Resolution behavior:

* `project` option or env `GOOGLE_CLOUD_PROJECT`
* `location` option or env `GOOGLE_CLOUD_LOCATION`, fallback `GOOGLE_CLOUD_REGION`
* optional `api_key` support, fallback `GOOGLE_API_KEY`

## OpenAI-compatible

```yaml theme={null}
model:
  provider: openai_compatible
  model: gpt-4o-mini
  options:
    base_url: https://api.openai.com/v1
    api_key: '{{ env.OPENAI_API_KEY }}'
```

Resolution behavior:

* `base_url` defaults to `https://api.openai.com/v1`
* key from `api_key`, fallback `OPENAI_API_KEY`

## Other popular providers

Direct means you can use `openai_compatible` with that provider's
OpenAI-compatible endpoint directly.
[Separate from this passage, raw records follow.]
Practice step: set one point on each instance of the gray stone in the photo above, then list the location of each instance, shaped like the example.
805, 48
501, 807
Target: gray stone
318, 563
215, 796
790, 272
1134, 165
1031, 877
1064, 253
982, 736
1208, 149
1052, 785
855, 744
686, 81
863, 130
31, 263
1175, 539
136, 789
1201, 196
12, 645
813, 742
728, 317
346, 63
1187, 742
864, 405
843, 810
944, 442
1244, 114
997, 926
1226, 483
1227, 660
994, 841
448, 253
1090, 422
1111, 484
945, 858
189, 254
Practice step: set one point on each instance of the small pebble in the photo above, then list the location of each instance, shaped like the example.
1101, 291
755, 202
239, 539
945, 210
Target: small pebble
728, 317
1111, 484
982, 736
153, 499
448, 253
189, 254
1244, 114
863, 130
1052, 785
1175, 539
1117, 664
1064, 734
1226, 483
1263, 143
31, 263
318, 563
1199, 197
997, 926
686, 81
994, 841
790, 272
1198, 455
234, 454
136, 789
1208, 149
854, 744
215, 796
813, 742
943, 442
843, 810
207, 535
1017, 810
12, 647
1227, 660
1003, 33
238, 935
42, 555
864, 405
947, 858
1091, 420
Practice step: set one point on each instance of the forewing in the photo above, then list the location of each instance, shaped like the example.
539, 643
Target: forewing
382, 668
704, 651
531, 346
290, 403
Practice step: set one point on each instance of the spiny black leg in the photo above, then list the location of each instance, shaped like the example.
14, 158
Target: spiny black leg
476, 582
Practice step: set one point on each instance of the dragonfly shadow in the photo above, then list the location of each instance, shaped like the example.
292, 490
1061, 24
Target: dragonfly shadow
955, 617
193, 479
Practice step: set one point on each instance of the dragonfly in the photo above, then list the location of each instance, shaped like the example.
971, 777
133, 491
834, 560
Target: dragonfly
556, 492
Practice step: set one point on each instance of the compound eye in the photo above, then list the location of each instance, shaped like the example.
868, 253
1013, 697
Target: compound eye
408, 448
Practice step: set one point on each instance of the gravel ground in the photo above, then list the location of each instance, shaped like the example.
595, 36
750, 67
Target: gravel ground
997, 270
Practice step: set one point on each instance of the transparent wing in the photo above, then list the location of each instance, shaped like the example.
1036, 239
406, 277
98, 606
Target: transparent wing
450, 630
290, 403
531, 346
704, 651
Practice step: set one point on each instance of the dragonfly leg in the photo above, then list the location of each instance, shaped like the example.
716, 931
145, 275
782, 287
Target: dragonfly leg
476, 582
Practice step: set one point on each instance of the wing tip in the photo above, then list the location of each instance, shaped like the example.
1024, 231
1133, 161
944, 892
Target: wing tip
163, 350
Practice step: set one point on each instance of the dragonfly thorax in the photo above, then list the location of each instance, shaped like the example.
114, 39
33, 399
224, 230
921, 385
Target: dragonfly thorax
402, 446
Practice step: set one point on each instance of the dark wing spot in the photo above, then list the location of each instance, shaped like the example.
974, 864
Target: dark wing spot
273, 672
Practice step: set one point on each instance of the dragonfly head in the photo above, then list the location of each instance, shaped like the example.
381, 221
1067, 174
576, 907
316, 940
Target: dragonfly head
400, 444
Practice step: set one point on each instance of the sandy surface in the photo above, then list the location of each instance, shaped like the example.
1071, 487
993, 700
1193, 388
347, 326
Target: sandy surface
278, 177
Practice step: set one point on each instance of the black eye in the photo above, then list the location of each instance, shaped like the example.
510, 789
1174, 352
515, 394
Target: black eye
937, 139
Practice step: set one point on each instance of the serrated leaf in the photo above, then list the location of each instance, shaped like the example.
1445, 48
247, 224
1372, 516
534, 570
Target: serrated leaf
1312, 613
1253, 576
Indirect means you should put a compatibility
gateway in front first.

<Tip>
  For production, run a quick smoke test with your exact model and one tool call
  before rollout.
</Tip>

| Provider        |                                 Status |
| --------------- | -------------------------------------: |
| OpenAI Platform |    <Badge color="green">Direct</Badge> |
| OpenRouter      |    <Badge color="green">Direct</Badge> |
| Together AI     |    <Badge color="green">Direct</Badge> |
| Groq            |    <Badge color="green">Direct</Badge> |
| Fireworks AI    |    <Badge color="green">Direct</Badge> |
| DeepSeek        |    <Badge color="green">Direct</Badge> |
| Mistral         |    <Badge color="green">Direct</Badge> |
| Perplexity      |    <Badge color="green">Direct</Badge> |
| xAI             |    <Badge color="green">Direct</Badge> |
| LiteLLM gateway |    <Badge color="green">Direct</Badge> |
| Azure OpenAI    | <Badge color="yellow">Indirect</Badge> |
| Anthropic       | <Badge color="yellow">Indirect</Badge> |
| Gemini / Vertex | <Badge color="yellow">Indirect</Badge> |

### OpenAI compatibility

`openai_compatible` is defined by protocol behavior, not by vendor name.

#### Accepted provider identifiers

After normalization (lowercase, with `-` converted to `_`), Hyperterse accepts:

* `openai_compatible` (canonical)
* `openai` (alias)

#### Required protocol contract

For direct integration, the target endpoint must support:

* `POST {base_url}/chat/completions`
* `Authorization: Bearer <token>`
* OpenAI-compatible request/response payloads
* OpenAI-compatible tool-call payloads when tools are enabled

#### Direct vs indirect usage

Use `openai_compatible` directly only when the contract above is satisfied.
Use a compatibility gateway when any of these differ:

* endpoint path
* auth mechanism (for example non-Bearer or required custom headers)
* payload/response/tool-call schema

## Production-safe examples

### Gemini with env-managed key

```yaml theme={null}
model:
  provider: gemini
  model: gemini-2.5-flash
```

### Vertex with explicit project/location

```yaml theme={null}
model:
  provider: vertex_ai
  model: gemini-2.5-pro
  options:
    project: my-gcp-project
    location: us-central1
```

### OpenAI-compatible with custom gateway

```yaml theme={null}
model:
  provider: openai_compatible
  model: gpt-4o-mini
  options:
    base_url: https://my-gateway.example.com/v1
```

### OpenRouter with a free model

```yaml theme={null}
model:
  provider: openai_compatible
  model: openai/gpt-oss-20b:free
  options:
    base_url: https://openrouter.ai/api/v1
    api_key: '{{ env.OPENROUTER_API_KEY }}'
```

## Recommended patterns

* Keep secrets in provider default env vars (`OPENAI_API_KEY`, `GOOGLE_API_KEY`) instead of inline literals.
* Pin `model` values deliberately per agent role (cheap vs reasoning-heavy).
* Add one agent per workflow role rather than reusing a single all-purpose prompt.

<Warning>
  Avoid committing inline `api_key` values to source control. Prefer provider
  default env vars and managed secret injection in deployment.
</Warning>

For full agent shape, see [Agent configuration reference](/reference/agent-config) and [Quickstart](/agents/quickstart).